Per la Cassazione, è onere del datore di lavoro provare l'abbandono del posto di lavoro

di Marina Crisafi - Non può ascriversi l'abbandono del posto di lavoro e comminare il licenziamento al medico di turno che non risponde al cercapersone, soprattutto se al mattino seguente lo stesso passa le consegne al collega del turno successivo. Lo ha precisato la Cassazione (sentenza n. 856/2017, qui sotto allegata), ritenendo che spettasse al datore di lavoro dimostrare che il medico non era presente all'interno della struttura.

Già per i giudici di merito, il licenziamento comminato al sanitario era illegittimo, giacchè la condotta allo stesso addebitata, di non avere risposto al cercapersone, al quale era stato interpellato durante il turno, non poteva configurare il contestato abbandono del posto di lavoro "ma al più la sospensione del lavoro senza giustificato motivo" sanzionabile, dunque, con la sospensione. Ciò in quanto per "abbandono" si dovrebbe intendere "il fatto del sanitario che abbandona la struttura recandosi all'esterno e diventando irreperibile nell'ambito del turno assegnato". E questo non è avvenuto nel caso di specie, perchè il sanitario la mattina dopo passava le consegne al medico del turno diurno e durante la notte non era stato neanche cercato presso la struttura.

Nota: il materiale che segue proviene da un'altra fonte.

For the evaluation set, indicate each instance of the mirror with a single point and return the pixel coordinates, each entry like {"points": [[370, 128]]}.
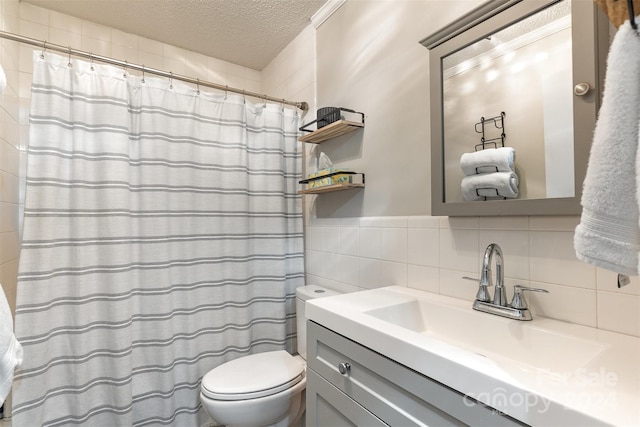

La Cassazione conferma le tesi di merito.

Sarebbe stato infatti onere del datore di lavoro, su cui incombe dimostrare la fondatezza dell'addebito "dimostrare che il medico non solo non aveva risposto al cercapersone e non era presente in reparto, ma che si era allontanato dalla struttura, così realizzando l'"abbandono" del posto di lavoro. Abbandono che, secondo la definizione tecnica data dalla giurisprudenza (cfr. 15441/2016), in base al suo significato letterale, "individua il totale distacco dal bene da proteggere, totale distacco che non ricorre quando la persona sia fisicamente reperibile nel luogo ove la prestazione dev'essere svolta", così avvalorando indirettamente la nozione di "abbandono" del posto di lavoro adottata dalla corte territoriale.